And so it is that what you find in these pages are not the Mirabal sisters of fact, or even the Mirabal sisters of legend. The actual sisters I never knew, nor did I have access to enough information or the talents and inclinations of a biographer to be able to adequately record them. As for the sisters of legend, wrapped in superlatives and ascended into myth, they were finally also inaccessible to me. I realized, too, that such deification was dangerous, the same god-making impulse that had created our tyrant. And, ironically, by making them myth we lost the Mirabals once more, dismissing the challenge of their courage as impossible for us, ordinary men and women.In the Time of Butterflies is a fictionalized account of the lives of the Mirabal sisters. In the 1950's, the sisters opposed the regime of Dominican dictator Rafael Trujillo, and as a result three of the four were murdered. Julia Alvarez's novel focuses on Patria, Minerva, María Teresa and Déde's lives both before and after they became involved with the underground movement that ultimately cost three of them their lives.
I thought I'd open with that quote from the afterword because that I liked the most about In the Time of Butterflies was exactly how very human it was. We follow the sisters from an early age - before they were even aware that they lived in a police state - through their discovery of politics, and ultimately to prison and to death. It's impossible not to care about them as human beings, and, even though we know their fate from the very start, it's impossible not to hope against hope that they will be okay. Though I knew what was coming, my heart was pounding all through the final section of the book.
I have to confess that I knew nothing about the horrors that took place in the Dominican Republic during Trujillo's regime until I read The Brief and Wondrous Life of Oscar Wao by Junót Diaz last year. That was also where I first heard of the Mirabal sisters, so this was the perfect follow-up. The subject of dictatorships is one that feels a bit close to home: my country was one until only a decade before I was born, and my father was part of the revolution that ultimately brought it down (and broke his hip bone in the process and had to spend his first six months as a citizen of a democratic country in a hospital bed, but that's nothing compared to what could have happened if things had gone truly wrong). One of the things I love about fiction is that it gives you a better idea of what living in constant terror and still finding the courage to join an underground movement feels like than facts ever could.

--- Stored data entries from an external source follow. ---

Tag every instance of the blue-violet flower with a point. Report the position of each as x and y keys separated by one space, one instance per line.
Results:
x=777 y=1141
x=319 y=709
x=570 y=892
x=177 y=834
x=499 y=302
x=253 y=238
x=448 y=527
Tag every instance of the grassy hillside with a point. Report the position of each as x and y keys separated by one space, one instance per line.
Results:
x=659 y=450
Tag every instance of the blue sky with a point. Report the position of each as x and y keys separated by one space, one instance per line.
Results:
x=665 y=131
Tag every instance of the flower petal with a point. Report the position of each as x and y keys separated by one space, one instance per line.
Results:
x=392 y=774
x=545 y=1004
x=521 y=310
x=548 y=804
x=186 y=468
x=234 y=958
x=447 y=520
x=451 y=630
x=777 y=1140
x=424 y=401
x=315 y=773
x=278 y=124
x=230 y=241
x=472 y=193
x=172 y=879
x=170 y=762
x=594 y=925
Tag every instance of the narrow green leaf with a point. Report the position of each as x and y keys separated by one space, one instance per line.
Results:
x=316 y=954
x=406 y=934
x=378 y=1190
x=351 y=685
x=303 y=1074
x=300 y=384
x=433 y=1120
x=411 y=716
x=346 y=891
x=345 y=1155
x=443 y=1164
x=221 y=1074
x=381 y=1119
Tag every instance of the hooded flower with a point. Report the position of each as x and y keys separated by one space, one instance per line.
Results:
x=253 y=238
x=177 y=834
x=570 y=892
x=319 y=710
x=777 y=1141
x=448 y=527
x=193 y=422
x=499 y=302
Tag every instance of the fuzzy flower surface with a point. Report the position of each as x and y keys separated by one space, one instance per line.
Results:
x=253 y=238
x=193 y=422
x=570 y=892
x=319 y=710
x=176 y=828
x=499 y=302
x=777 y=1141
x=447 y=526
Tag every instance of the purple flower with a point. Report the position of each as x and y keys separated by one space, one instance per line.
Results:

The characterization in In the Time of Butterflies was perfect. The story is told in alternating sections from the point of view of each of the sisters - including Déde's, alive decades after her sisters died, and having to constantly answer the question, "Why did you survive?". As Alvarez says, these are not the real Mirabal sister, but that doesn't matter one bit. What matters is that they feel like real people, just like the actual sisters were real people. And this shows us that yes, real people can do this - they can survive the pressure and the fear and find the determination to do what they think is right, all while still remaining vulnerable and human.
I won't lie, In the Time of Butterflies is an upsetting book. But for that very reason, it's an important and necessary one. When I finished it, I commented on Twitter that it had made me cry, and after my friend Chris told me he was in the mood for one of those book that make you cry, I explained that this iss not a book that makes you have a good cry and then feel better about things in general; it's a book that leaves you feeling rotten because things like this still happen all over the world - dictators still oppress people, and those who try to stand up to them still get killed. But then again, making us realize there's a lot in the world to feel miserable and uncomfortable about is also what books are for.